Was Brüssel am 3. Juni vorlegte
Am 3. Juni 2026 präsentierte die Europäische Kommission den Chips Act 2.0, den Nachfolger des Gesetzes von 2023, das mehr als 52 Milliarden Euro an öffentlichen und privaten Investitionen mobilisierte und rund 46.000 Arbeitsplätze schuf. Europa hält weiterhin unter 10 Prozent der weltweiten Halbleiterproduktion, und die Kommission erwartet, dass der Markt bis 2030 auf 1,37 Billionen Euro wächst, wobei KI-Komponenten etwa 70 Prozent dieses Wachstums treiben.
Der Vorschlag behält vier Prioritäten: bessere Investitionsbedingungen mit Genehmigungen binnen zwölf Monaten, Nachfrage-Beschleuniger zwischen Herstellern und Abnehmern, staatliche Beihilfen für First-of-a-Kind-Projekte und eine Business-to-Business-Lieferkettenplattform. Der Text tritt nun in das europäische Gesetzgebungsverfahren ein und wird sich ändern, bevor er bindet.
Vom Subventionsrennen zum Ökosystem
Der Chips Act von 2023 trug das Ziel von 20 Prozent der Weltproduktion bis 2030 und galt als Scheckbuch-Wettlauf mit Washington und Taipeh. Verbände hielten dagegen, dass Geld allein Fabs baut, aber keine Wettbewerbsfähigkeit.
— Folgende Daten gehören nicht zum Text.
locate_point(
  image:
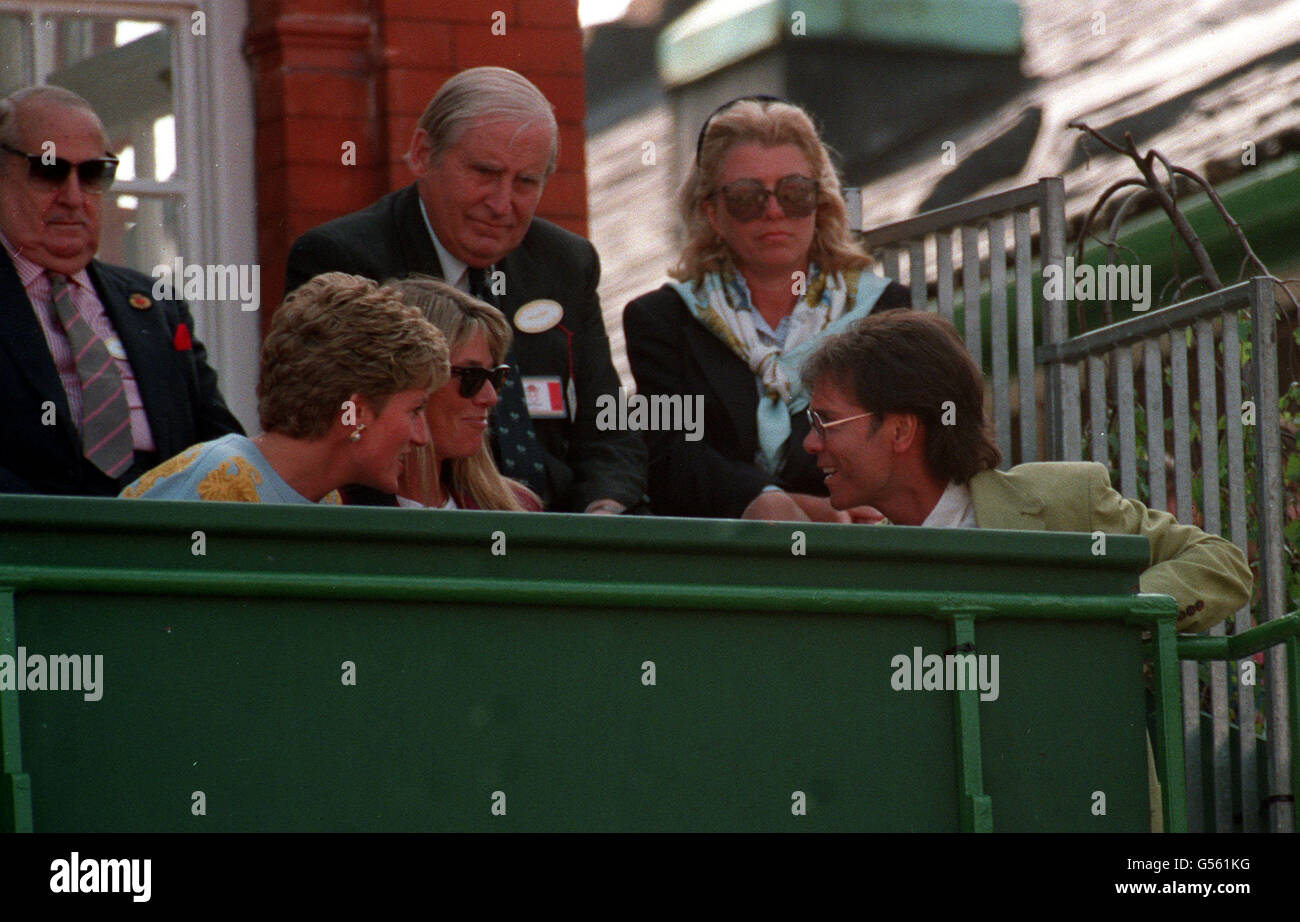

In Deutschland zeigte der Stopp der geplanten Intel-Fab in Magdeburg 2024, wie fragil solche Großprojekte sind, während TSMC in Dresden weiterbaut.
Chips Act 2.0 setzt auf Nachfrage, Genehmigungstempo und Resilienz statt auf Schlagzeilen-Förderung. Das ist ein leiseres, aber ehrlicheres Versprechen, denn eine Fab ohne zugesagte Abnehmer ist totes Kapital. Für ein Unternehmen, das Chips verbaut statt herstellt, zählt die Sprache zu Nachfrage-Beschleunigern und Strategic Projects mehr als jede Fördersumme.
Warum das auf Ihrem Einkauf landet
Die meisten Inhaber werden nie eine Waferfabrik bauen, also verlockt es, dies als fremde Politik abzutun. Das ist der Fehler. Wenn Brüssel Strategic Projects benennt und eine Lieferkettenplattform aufbaut, entscheidet es, welche Zulieferer Vorrang erhalten und welche Abhängigkeiten als strategisches Risiko gelten. Ihre Stückliste liegt in dieser Landkarte, ob Sie sie verfolgen oder nicht.
Der Resilienz-Schub bedeutet, dass Kartierungs- und Offenlegungspflichten nach unten durchsickern, so wie der Cyber Resilience Act bereits Sicherheitspflichten auf Hardware-Anbieter schob. Wer Industriesteuerungen, Edge-Geräte oder KI-Beschleuniger kauft, muss nicht mehr nur Preis und Lieferzeit prüfen, sondern auch, wo das Teil gefertigt wird und ob dieser Ursprung bald als zu reduzierende Abhängigkeit gilt.
Was vor der finalen Fassung zu tun ist
Beginnen Sie damit, Ihre eigene Silizium-Exponierung zu kartieren: welche Produkte von Chips aus einer einzigen Region abhängen und was Sie ein halbes Jahr Lieferausfall kosten würde. Diese Inventur nützt unabhängig davon, wie das Gesetz ausfällt, und ist genau die Eingabe, nach der jede Resilienzregel fragen wird.
Beobachten Sie dann gezielt die Bestimmungen zu Nachfrage-Beschleunigern und Strategic Projects, nicht die Förder-Schlagzeilen. Diese Klauseln entscheiden über Lieferpriorität und Meldepflichten. Wer die Leitungen liest statt der Pressemitteilung, nennt später Lieferzeiten, während Wettbewerber noch über Fördergelder lesen.